Child prodigy, inventor, genius, slacker… mass murderer. These are all ways to describe the brilliant Dr. David Loren. When a military think tank’s smartest scientist decides he can no longer stomach creating weapons of destruction, will he be able to think his way out of his dilemma or find himself subject to the machinations of smaller men?
Let’s start with the setup. Child prodigy/slacker/renegade who doesn’t like the idea of his creations being used to kill people. I liked it the first time I saw it when it starred Val Kilmer and was called Real Genius. Sure there are some differences: Think Tank is set at a military installation, Real Genius is set at Pacific Tech. Think Tank has sinister undertones, Real Genius has Lazlo. Unfortunately I had about as easy a time taking Think Tank seriously as I did Real Genius.

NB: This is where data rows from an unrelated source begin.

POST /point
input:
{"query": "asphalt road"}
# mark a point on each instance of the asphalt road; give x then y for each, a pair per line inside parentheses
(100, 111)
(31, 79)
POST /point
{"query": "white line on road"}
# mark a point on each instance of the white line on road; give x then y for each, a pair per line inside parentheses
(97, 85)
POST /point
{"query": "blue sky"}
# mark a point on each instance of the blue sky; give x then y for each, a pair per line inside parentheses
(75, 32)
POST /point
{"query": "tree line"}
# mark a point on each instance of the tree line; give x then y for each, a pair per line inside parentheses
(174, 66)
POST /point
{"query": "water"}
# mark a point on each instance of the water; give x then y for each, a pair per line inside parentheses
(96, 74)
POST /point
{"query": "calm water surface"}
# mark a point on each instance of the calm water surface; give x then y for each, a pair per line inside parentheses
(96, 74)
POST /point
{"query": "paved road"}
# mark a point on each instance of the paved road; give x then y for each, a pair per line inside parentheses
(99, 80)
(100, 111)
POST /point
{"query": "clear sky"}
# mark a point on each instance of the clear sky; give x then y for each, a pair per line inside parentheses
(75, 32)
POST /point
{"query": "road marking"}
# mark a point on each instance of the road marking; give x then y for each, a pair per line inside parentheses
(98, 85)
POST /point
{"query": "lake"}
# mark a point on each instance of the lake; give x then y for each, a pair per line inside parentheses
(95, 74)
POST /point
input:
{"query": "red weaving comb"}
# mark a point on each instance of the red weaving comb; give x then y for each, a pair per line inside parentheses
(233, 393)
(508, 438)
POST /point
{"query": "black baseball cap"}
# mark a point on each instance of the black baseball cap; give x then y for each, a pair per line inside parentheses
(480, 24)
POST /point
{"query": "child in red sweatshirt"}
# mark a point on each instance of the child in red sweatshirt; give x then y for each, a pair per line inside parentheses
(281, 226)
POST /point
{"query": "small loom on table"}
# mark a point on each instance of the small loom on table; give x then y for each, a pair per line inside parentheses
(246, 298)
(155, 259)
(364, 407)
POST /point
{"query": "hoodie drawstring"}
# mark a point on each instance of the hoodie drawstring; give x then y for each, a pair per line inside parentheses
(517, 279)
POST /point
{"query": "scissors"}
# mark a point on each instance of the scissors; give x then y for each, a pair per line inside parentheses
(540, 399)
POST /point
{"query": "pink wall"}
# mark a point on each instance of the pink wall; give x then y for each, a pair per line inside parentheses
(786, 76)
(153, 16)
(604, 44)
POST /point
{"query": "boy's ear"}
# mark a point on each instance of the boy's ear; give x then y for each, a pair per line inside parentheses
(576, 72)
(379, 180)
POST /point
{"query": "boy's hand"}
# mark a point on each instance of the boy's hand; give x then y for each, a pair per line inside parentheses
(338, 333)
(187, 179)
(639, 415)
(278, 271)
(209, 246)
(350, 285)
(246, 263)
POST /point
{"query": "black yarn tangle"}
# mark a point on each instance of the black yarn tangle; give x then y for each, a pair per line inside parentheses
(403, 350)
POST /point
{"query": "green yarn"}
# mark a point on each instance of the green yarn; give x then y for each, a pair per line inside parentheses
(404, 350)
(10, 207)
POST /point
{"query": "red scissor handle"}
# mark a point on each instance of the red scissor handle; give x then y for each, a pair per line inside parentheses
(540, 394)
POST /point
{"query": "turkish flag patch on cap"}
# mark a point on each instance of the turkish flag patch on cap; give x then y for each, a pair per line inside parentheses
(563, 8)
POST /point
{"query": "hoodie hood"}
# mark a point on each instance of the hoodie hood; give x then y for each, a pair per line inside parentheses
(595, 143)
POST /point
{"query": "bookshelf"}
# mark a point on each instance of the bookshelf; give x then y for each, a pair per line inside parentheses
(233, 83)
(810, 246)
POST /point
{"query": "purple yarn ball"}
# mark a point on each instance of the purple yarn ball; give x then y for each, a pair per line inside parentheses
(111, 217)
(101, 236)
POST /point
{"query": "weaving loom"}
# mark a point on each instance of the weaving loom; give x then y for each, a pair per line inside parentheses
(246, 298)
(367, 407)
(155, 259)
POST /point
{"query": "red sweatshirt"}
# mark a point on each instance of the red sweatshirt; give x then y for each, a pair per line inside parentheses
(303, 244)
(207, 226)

It isn’t that the setup is bad. Like I said, I liked Real Genius; it is more that the execution of Think Tank is not up to snuff. It is difficult to determine if it is the script or the art which is the culprit, but it is safe to say that the art was no help in setting the tone. After reading the entire first issue I can’t tell how seriously I am supposed to take the book. Writer Matt Hawkins seems to want me to take this seriously, but he isn’t making it easy. Am I supposed to feel some fear for the main character? Am I supposed to believe that a character who can whip up a mind-reading machine Reed Richards style is really going to be threatened by a generic military type with a bad haircut?
The art by Rahsan Ekedal is not effective in supporting taking the book seriously. While the cover may make David look like a badass (although not as badass as Val Kilmer) the interior art alternates between making him look like a loser and making him look like an extra from a movie circa 1994. Ekedal is capable of giving his characters facial expressions, but he chooses not to. Almost every panel of the book has a character speaking, but in only one out of every eight panels has a character with his or her mouth open. Regardless of the situation, regardless of what is being said, all of the characters have placid, tight-lipped expressions on their faces.
Add to that the fact that the characters are rendered different from panel to panel, the angles of vehicles, buildings, and walls just don’t match up right, and the book takes on an amateur feel.
Oh yeah. And the book is in black and white.
I wouldn’t normally bring that up. I have nothing against a black and white book. But I have a difficult time paying the same price ($3.99) for a black and white book that I would pay for a color book. With a book like Saga on the stands next to it for $2.99 in full color, there is no reason why an inferior book should cost 25% more.
Save your money. Rent Real Genius. I promise you will enjoy it more. And it holds up better under multiple viewings.